A professional will inspect the fans and motors, and make sure the furnace is working well. He will clean it, but you need to make sure you change the filters regularly— as often as the manufacturer recommends. 

Carbon Monoxide

Of all the dangerous things in your home, your gas furnace is potentially one of the worst. A malfunctioning furnace can kill you. Carbon Monoxide is a silent killer.

It has no colour, and it has no smell.  In lower concentrations, carbon monoxide can cause breathing or respiratory problems, convulsions or a coma.  Exposed to high enough concentrations and you can kiss your bucket list goodbye.  In newer houses that are more airtight to save energy, carbon monoxide is even more important.  

If you have an open fireplace that is not direct-vented, it’s possible, especially in newer, airtight homes, that your house will become depressurized.  This might also happen if you have an exhaust fan going above the stove, or a clothes dryer running, and some bathroom fans.  If the house is depressurized and suck fumes back down the chimney, you won’t be available to fill next years holiday plans.  
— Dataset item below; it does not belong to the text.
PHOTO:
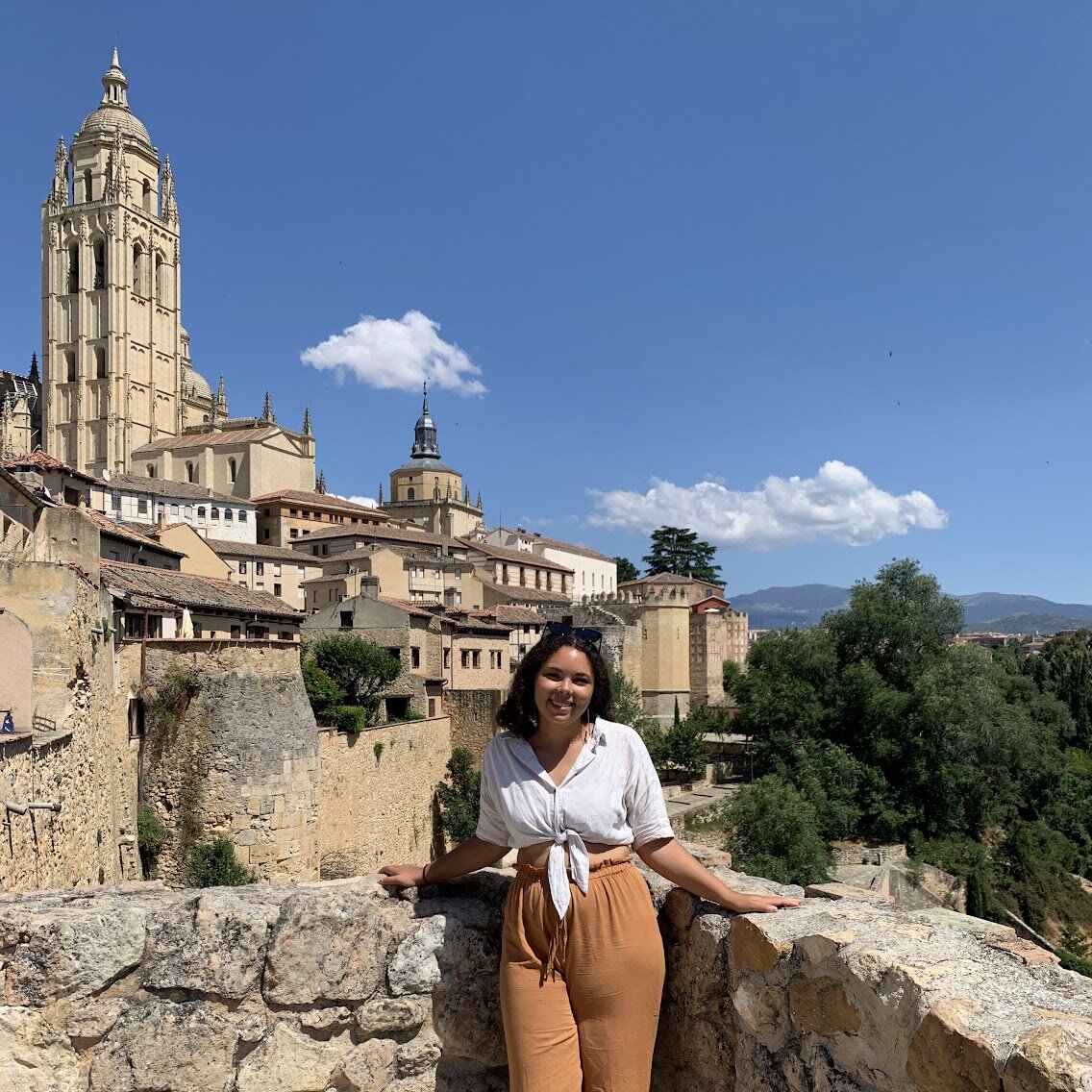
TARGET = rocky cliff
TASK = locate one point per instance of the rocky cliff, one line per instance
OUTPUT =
(343, 986)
The remedy: “Make sure you have a Carbon Monoxide alarm in your home.”

Insulate your attic space

It’s almost impossible to have too much insulation in your attic. You don’t want to have the insulation touch the underside of the roof, and you must make sure that the vents are all clear and open so the attic remains cold. Apart from that—add more if you don’t have enough insulation.

The attic temperature should be the same temperature as the outside air. Keep it well insulated to keep the warm air in your living space. Keep it well ventilated to keep the cold air flowing through your attic to keep your roof uniformly cold.

Control air leakage

Caulking and weather-stripping are such easy fixes for air leakage that you should take care of it once a year. Every year, do the rounds—check for cracks and gaps around doors and windows, in masonry walls and around wall openings for plumbing and venting and fill the gaps. It simple to do and saves you money on energy, while making your home a lot more comfortable.
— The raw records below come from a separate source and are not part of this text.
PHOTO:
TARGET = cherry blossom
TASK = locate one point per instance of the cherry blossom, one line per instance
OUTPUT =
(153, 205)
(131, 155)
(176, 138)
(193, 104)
Caulking should be applied wherever two different materials touch—like your brick house and wood window frame. There are many different kinds of caulking, depending on the job you want it to do and you may need several different types for your house depending where they are used.
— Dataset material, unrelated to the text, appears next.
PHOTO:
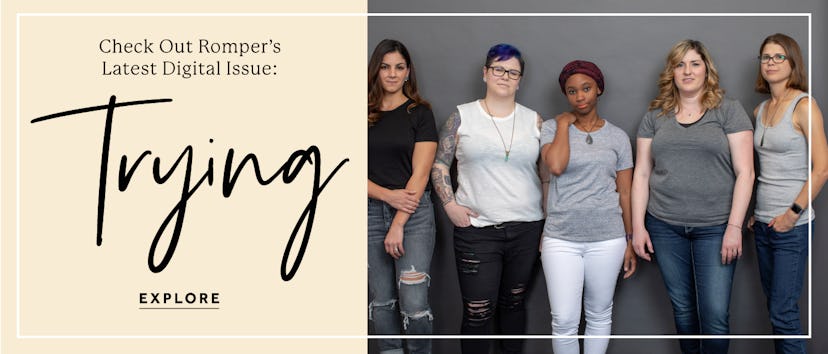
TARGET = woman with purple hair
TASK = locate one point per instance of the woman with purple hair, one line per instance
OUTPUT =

Did you know a caulking gun was a Canadian invention?

Spray Foam

For wide cracks—over a half-inch—expanding foam can help fill the area and it has the added benefit of reducing air leakage. For around windows, there are special low expanding foams that fill gaps without putting too much pressure on the window frame.

Caulking and weather-stripping don’t cost a lot and install easily.  Depending on the scope of the job, you might try being your own contractor. Spend a few dollars to give your house a windbreaker.  It’s an inexpensive solution to a drafty and costly problem.